Review By Paul Mount, 4 out of 5
It’s a fine line between safety and terror. Meet the rulers.
Last year something very strange happened on British television. BBC1 made a series for people with a pulse, for people like you and me who hate the very ground David Dickinson and his like walk on, who hate soft-focus Sunday night dramas and gritty maverick-detectives-who-breaks-the-rules, who loathe and detest the inanities of reality television with every fibre of their quivering beings. The BBC made SPOOKS. And damn me if it wasn’t a great big stinking hit.

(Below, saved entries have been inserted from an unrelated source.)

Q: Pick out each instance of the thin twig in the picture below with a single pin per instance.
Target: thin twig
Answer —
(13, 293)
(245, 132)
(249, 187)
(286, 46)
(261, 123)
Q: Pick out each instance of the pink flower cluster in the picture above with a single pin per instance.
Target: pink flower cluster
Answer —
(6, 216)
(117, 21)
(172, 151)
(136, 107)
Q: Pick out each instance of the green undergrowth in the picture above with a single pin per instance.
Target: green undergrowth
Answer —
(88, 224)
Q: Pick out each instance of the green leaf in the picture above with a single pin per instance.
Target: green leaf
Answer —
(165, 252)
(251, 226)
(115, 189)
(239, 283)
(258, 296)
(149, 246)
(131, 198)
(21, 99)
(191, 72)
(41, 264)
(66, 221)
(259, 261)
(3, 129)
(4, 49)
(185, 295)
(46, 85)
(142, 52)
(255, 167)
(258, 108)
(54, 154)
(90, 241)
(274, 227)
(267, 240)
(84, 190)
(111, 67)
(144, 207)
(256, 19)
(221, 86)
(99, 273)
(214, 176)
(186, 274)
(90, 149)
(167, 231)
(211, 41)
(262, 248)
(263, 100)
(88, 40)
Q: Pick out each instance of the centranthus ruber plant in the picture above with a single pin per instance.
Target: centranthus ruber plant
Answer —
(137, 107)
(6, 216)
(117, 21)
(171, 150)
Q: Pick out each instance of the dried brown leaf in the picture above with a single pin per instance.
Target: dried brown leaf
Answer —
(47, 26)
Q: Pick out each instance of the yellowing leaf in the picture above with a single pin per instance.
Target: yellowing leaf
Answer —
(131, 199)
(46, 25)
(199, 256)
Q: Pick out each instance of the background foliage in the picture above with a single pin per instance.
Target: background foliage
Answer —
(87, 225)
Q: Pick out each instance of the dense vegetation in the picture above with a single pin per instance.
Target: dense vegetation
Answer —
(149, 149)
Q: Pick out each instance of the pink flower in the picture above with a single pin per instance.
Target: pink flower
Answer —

Just in time for the launch of series 2, here comes Contender’s impressive three-disc release of series one. SPOOKS is ostensibly about the M15, secret agents who ‘live a different life every moment, face a different threat every day.’ They’re the new breed of hi-tech super-spies, the BUGS team with its tongue taken out of its cheek. SPOOKS is about terrorism, political wheeling and dealing, duplicity and intrigue. It’s a jungle out there and the SPOOKS team have their work cut out trying to keep their heads above water in a world getting more andmore uncertain every day. It’s a smart, stylish series, utilising trendy split-screen techniques and sharp, snazzy graphics. It’s action-packed and intelligent, worlds away from the moribund drivel which generally passes as contemporary drama. It’s edgy stuff too, chilling and nerve-wracking in places; the end of episode two will live long in the memory of those who saw it when it was broadcast and those who experience it for the first time now on DVD. Not everyone makes it to the end of the series in one piece and the famous cliffhangar has just been cleverly resolved at the start of the new series. Perhaps the success of SPOOKS will remind British TV executives that the audience actually like to be excited now and again.
THE DISCS: A lavish three-disc set but the menus are incredibly irritating and difficult to navigate. Hidden amidst all the bleeps and flashes are over twenty interview sequences, deleted scenes, scripts, featurettes and all the bits and pieces you’d expect of a modern TV series.